# Christmas in February



## Tony (Feb 2, 2022)

Unpacking a box from Orchid Inn might be better than presents from Santa. I had to take advantage of the Paph Forum discount and decided to give my roths collection a boost. As always the plants are beautifully grown and way bigger than I expected.


----------



## GuRu (Feb 2, 2022)

Wow, great haul, Tony and you are right.....at least ten times better than a boring Christmas present.

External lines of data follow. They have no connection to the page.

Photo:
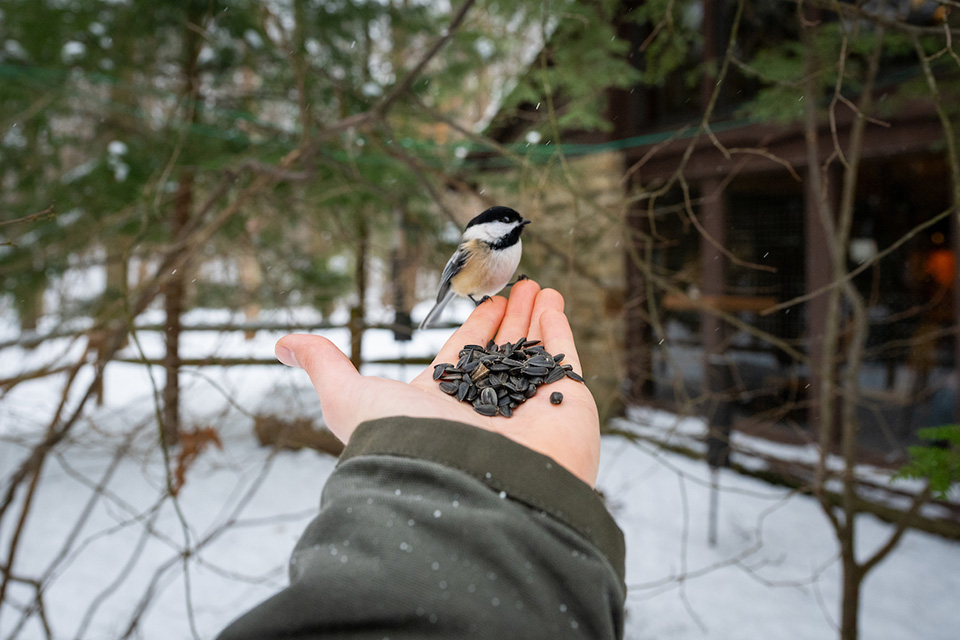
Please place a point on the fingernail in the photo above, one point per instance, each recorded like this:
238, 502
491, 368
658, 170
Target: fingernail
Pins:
286, 356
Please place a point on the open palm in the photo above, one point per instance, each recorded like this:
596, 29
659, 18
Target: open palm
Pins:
569, 432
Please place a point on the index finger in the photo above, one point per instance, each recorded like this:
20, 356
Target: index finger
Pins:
477, 329
558, 337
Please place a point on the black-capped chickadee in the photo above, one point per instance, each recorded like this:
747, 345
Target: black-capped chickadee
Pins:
484, 262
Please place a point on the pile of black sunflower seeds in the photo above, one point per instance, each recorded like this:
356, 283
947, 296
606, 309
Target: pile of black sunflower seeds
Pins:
496, 379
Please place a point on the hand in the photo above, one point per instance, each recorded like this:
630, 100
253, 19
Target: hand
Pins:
569, 432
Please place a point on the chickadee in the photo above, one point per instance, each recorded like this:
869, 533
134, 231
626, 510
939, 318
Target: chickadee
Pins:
484, 262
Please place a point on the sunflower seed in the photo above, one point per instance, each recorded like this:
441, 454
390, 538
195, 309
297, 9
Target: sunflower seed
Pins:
485, 409
555, 374
497, 379
449, 388
488, 396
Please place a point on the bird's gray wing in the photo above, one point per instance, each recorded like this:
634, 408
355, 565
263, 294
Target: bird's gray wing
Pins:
454, 264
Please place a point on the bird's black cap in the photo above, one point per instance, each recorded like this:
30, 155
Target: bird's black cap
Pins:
497, 214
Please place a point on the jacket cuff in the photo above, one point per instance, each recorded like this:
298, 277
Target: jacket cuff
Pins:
503, 465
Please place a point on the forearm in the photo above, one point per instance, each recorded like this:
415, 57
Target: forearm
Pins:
436, 528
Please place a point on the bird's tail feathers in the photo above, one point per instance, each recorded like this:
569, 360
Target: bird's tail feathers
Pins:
437, 310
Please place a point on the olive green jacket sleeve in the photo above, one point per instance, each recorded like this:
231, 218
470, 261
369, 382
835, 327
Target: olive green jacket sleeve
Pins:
435, 529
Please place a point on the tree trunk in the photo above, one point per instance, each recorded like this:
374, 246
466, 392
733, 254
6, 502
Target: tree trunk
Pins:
358, 312
174, 294
850, 608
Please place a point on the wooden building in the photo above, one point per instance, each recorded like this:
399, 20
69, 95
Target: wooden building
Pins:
736, 216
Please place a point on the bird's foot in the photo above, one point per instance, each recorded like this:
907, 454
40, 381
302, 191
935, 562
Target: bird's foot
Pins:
477, 303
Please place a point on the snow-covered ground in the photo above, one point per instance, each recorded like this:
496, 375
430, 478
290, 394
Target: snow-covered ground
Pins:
110, 549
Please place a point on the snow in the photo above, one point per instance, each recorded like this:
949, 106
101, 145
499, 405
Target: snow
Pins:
118, 559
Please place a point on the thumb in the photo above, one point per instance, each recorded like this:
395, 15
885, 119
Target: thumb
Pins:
331, 372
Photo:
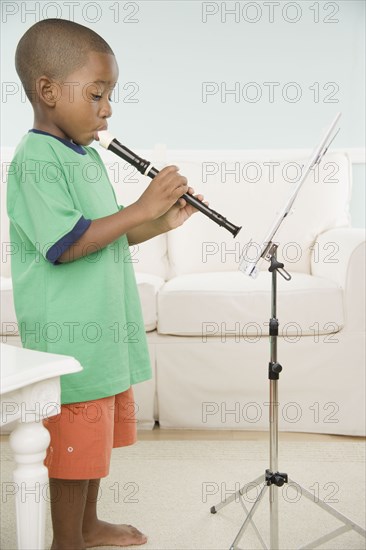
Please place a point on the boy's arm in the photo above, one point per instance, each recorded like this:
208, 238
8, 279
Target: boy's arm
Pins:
146, 231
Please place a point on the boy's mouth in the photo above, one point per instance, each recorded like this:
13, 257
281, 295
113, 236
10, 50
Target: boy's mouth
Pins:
96, 137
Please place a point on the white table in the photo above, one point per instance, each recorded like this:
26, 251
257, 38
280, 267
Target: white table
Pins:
30, 391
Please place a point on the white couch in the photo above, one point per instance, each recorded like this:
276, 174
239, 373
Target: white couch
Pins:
207, 323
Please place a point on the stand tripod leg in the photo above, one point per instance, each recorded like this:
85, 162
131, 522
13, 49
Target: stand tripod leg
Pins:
238, 494
249, 519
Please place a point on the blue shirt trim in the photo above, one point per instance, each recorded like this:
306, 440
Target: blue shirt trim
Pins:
67, 240
74, 146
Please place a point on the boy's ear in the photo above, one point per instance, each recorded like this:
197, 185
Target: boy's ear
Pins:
48, 91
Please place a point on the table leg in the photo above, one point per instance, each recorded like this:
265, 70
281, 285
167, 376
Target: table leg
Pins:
29, 442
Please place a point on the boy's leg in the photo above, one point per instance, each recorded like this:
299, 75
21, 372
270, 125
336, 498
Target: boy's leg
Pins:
68, 499
100, 533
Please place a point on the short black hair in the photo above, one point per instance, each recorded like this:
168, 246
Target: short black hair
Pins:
54, 48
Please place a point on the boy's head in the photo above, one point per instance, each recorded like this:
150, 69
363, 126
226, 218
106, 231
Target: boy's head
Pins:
68, 72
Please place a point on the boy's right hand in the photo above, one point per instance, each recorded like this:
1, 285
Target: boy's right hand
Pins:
164, 191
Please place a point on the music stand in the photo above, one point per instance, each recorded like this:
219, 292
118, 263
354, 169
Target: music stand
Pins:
272, 477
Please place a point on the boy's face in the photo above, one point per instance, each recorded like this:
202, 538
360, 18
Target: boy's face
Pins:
84, 102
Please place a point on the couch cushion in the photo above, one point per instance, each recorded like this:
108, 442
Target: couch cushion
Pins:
148, 287
211, 304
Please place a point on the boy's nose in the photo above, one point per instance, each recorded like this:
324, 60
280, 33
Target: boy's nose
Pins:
106, 110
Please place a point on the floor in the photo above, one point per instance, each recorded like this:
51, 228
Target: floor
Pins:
158, 434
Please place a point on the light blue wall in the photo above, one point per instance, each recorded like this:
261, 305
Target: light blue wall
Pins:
168, 50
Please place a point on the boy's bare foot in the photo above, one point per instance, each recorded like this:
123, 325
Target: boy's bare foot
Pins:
109, 534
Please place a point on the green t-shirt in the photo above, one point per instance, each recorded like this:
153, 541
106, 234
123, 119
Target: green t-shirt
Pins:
88, 308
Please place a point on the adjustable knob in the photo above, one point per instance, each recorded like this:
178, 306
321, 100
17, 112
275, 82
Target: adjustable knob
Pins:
276, 367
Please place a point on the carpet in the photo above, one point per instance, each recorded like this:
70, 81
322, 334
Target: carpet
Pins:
166, 489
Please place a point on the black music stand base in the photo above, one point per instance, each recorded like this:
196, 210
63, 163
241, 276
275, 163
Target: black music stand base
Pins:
272, 477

Good luck and we all are looking forward to seeing first flowers of these plants here very soon.


----------



## Tony (Feb 2, 2022)

I have first bloomers in sheath now that are smaller than some of these so maybe I'll get lucky, I'd say next year is definitely a safe bet if they don't spike this season.


----------



## Happypaphy7 (Feb 3, 2022)

I always wondered how such large plants are packed without bending the leaves as I've only bought multis in seedling stages. 
They look like they travelled in the box perfectly fine. 
What are those two smaller ones in the very front?


----------



## Tony (Feb 3, 2022)

They're all roths, the smallest are 'King Kong' x 'Sandy'. The others are 'Black Diamond' x 'Western Monarch 2', 'Giant Wings Jr.' x 'X-Hot' SSM/JOGA, 'Giant Wings' GM/WOC x '2nd Dimension', 'Giant Wings' GM/WOC x 'X-Hot' SSM/JOGA, and 'Gold Dynasty' x 'Giant Wings' GM/WOC, two of each cross. I'll try to remember to take pics of the packing next time, the way he wraps them up is a work of art.


----------



## Happypaphy7 (Feb 3, 2022)

Thank you!
When I was going through his list, the name 'X-Hot SSM/JOGA' and its description got my attention the most.
Atlas, my space is full again. lol
Good luck with all the roths. hopefully at least one will turn out super cool!!


----------



## NYEric (Feb 3, 2022)

Cool, good luck.


----------



## cnycharles (Feb 3, 2022)

Those are big!


----------



## Duck Slipper (Feb 3, 2022)

Merry Christmas!!!
Definitely worth waiting for.


----------